Rationale: This prediction is based solely on TxGNN model output (L5 evidence) with no supporting clinical trials, published literature, or preclinical studies for sclerosing cholangitis. The thrombin–PAR–hepatic stellate cell mechanistic link is biologically plausible in principle, but remains entirely unvalidated for this indication, and the drug has no approved registrations in India.

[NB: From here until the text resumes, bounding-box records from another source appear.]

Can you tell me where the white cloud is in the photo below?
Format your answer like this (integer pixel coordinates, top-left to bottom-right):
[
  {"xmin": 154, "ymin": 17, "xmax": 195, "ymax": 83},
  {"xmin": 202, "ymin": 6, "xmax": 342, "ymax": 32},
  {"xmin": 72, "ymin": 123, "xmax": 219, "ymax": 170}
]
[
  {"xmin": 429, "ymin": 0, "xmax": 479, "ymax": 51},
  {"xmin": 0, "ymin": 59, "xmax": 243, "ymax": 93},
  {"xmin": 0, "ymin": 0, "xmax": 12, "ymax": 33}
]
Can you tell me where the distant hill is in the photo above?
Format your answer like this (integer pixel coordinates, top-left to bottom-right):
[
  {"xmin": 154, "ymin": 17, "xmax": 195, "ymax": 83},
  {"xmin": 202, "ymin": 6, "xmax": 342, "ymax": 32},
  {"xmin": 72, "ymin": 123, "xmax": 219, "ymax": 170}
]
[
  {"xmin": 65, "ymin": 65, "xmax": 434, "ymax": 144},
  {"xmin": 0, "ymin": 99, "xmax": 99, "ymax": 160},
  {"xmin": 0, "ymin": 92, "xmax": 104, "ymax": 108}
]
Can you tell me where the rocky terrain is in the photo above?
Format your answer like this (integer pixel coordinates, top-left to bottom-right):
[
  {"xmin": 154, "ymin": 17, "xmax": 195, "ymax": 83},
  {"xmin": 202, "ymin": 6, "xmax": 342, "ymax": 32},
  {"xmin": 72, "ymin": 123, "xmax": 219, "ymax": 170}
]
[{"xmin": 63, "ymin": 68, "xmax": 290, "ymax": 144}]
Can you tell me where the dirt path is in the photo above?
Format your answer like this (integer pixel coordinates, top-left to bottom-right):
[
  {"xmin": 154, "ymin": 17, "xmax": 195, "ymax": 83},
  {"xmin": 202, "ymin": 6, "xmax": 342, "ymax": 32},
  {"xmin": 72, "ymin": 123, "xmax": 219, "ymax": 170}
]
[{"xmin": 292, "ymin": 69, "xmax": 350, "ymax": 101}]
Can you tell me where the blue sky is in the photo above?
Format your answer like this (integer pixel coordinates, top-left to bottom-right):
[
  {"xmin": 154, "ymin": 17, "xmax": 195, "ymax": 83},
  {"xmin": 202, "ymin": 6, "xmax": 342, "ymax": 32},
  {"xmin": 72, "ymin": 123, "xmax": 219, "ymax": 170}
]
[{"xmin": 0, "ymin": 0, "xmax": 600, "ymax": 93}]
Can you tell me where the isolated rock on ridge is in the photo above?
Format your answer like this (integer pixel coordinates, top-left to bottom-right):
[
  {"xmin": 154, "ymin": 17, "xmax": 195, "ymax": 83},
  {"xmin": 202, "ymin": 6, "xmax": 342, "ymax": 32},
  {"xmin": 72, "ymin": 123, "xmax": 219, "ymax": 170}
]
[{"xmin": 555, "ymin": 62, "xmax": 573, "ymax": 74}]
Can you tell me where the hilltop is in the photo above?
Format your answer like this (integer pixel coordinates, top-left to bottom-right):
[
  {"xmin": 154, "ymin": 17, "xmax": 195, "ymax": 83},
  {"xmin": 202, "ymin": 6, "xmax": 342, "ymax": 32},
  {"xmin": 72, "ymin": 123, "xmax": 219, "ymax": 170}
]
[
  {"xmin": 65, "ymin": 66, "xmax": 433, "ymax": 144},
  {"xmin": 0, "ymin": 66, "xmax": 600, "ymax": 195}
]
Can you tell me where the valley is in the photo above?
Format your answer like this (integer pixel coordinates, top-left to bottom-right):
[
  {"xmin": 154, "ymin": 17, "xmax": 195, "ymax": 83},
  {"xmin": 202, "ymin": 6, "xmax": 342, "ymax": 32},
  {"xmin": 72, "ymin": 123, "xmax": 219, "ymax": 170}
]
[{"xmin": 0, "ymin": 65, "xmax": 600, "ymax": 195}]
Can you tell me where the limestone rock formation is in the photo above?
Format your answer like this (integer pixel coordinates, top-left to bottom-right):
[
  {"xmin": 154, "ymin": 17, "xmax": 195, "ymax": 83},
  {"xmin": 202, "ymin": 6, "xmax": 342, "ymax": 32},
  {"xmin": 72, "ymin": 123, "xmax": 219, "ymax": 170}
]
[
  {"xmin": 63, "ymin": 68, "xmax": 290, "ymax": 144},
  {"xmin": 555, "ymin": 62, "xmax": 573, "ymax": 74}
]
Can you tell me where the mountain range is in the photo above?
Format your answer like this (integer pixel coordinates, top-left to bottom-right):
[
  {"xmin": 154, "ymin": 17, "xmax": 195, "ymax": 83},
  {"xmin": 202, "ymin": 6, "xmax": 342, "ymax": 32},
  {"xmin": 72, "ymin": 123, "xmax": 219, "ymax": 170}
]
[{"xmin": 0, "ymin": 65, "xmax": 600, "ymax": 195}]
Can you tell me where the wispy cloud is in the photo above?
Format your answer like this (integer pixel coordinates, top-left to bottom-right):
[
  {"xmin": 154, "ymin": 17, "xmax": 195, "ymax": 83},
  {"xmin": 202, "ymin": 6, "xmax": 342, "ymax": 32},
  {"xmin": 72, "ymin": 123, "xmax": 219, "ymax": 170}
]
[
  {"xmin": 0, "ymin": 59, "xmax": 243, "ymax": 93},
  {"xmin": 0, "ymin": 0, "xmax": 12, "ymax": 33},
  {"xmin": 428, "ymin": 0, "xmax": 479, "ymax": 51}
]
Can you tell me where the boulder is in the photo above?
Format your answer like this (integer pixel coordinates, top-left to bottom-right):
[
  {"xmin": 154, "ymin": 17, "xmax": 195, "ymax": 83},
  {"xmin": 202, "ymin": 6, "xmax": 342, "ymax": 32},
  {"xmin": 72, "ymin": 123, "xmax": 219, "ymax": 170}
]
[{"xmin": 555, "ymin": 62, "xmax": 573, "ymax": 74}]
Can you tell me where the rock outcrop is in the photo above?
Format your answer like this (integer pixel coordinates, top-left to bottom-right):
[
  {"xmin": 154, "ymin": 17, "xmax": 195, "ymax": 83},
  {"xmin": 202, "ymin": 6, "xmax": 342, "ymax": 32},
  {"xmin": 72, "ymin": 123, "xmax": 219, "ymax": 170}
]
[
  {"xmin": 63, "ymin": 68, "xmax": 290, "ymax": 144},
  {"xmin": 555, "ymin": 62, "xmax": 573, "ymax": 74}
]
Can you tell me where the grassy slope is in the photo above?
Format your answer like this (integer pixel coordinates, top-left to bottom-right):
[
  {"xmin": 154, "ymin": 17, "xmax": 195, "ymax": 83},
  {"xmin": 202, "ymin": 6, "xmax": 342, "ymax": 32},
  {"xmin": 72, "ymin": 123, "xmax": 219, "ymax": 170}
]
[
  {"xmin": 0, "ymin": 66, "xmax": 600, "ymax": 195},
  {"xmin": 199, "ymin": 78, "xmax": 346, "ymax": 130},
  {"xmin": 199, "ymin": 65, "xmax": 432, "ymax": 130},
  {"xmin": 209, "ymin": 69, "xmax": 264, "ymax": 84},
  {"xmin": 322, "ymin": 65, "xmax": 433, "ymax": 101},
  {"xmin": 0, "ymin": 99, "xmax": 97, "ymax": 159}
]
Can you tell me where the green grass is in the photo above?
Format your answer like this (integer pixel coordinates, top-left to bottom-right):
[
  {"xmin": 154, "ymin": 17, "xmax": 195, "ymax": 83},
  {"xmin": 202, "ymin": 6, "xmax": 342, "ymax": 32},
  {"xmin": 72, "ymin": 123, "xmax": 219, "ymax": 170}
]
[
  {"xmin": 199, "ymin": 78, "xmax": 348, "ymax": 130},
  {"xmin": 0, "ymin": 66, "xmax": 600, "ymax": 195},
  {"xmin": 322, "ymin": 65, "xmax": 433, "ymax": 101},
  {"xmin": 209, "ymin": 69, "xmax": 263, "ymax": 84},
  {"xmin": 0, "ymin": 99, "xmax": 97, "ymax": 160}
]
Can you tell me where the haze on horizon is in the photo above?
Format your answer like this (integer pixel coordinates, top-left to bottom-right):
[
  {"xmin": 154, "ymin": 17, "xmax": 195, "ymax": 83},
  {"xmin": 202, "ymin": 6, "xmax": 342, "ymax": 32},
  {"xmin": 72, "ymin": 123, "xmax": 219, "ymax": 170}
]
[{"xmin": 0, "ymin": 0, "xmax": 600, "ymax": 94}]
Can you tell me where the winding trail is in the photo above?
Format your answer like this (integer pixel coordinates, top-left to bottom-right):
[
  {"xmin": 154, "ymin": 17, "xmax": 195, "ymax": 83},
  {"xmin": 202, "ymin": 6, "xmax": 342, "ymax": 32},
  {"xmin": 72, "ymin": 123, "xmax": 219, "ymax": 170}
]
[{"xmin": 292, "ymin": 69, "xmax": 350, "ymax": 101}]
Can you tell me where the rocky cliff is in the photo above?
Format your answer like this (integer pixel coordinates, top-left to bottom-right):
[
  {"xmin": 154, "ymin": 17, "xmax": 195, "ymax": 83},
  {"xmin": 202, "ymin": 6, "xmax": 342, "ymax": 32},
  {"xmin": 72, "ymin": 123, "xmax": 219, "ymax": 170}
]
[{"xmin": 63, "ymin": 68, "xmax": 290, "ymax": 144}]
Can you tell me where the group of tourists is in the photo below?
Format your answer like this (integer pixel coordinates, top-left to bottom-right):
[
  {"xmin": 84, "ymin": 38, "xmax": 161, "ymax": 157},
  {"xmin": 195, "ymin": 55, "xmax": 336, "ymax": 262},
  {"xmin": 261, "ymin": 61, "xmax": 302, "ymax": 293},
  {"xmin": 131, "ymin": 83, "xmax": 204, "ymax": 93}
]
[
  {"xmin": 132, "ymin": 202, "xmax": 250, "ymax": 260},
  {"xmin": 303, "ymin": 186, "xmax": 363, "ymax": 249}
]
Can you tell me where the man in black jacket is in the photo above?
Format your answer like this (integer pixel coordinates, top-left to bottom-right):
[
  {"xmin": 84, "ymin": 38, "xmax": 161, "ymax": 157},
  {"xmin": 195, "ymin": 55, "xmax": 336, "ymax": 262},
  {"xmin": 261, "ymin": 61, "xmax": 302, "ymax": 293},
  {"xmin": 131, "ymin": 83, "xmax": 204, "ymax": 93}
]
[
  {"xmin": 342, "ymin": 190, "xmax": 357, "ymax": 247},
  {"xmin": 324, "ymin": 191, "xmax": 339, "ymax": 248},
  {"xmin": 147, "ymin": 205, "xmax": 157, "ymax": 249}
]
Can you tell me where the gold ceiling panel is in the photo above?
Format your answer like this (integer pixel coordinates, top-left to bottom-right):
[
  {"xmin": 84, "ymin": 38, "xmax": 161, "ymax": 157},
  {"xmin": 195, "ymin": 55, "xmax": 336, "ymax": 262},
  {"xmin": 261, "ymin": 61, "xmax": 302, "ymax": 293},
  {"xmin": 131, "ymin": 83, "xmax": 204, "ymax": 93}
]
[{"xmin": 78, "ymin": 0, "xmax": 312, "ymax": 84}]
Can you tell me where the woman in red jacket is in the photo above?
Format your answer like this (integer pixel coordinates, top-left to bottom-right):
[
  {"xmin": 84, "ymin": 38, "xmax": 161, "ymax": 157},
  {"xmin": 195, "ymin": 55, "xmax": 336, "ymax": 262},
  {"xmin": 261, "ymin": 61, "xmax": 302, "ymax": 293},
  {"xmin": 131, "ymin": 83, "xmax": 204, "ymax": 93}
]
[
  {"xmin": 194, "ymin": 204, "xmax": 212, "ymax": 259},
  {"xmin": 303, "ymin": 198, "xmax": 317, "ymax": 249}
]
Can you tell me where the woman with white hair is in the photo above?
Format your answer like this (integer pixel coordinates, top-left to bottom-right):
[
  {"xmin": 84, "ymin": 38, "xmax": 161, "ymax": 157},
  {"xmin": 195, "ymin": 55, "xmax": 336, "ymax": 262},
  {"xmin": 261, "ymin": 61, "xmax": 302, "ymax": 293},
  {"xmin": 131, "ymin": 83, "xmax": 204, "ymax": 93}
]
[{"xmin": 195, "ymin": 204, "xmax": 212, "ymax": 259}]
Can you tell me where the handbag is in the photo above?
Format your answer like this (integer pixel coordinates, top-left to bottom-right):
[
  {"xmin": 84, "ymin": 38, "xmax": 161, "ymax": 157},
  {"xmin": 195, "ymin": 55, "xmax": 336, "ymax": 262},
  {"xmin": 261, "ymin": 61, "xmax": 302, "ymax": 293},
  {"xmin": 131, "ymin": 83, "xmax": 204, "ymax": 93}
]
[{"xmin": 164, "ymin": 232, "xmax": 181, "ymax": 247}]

To proceed, the following is needed:

  • Retrieve package insert data: Obtain TFDA/EMA/CDSCO prescribing information to complete safety screening (key warnings, contraindications) — this is a blocking requirement before Stage 1 evaluation
  • Retrieve MOA data: Query DrugBank API for full mechanism-of-action description to formalize the mechanistic rationale
  • Preclinical validation: Commission or identify in vitro and/or animal studies examining dabigatran’s effect on hepatic stellate cell activation, biliary fibrosis markers (TGF-β1, collagen I/III), and cholestatic injury models (e.g., MDR2-knockout mouse, bile duct ligation)
  • Drug-drug interaction profile: Complete DDI assessment for co-medications common in PSC patients (e.g., immunosuppressants, ursodeoxycholic acid, antibiotics for cholangitis)
  • India regulatory pathway analysis: Assess import/new drug application requirements given zero current registrations
  • Exploratory literature scan expansion: Broaden search to include thrombin inhibitors as a drug class (not dabigatran specifically) in liver fibrosis and cholestatic disease models to calibrate the class-level evidence base

    Disclaimer

This content is for research purposes only and does not constitute medical advice. Clinical validation is required before any clinical application.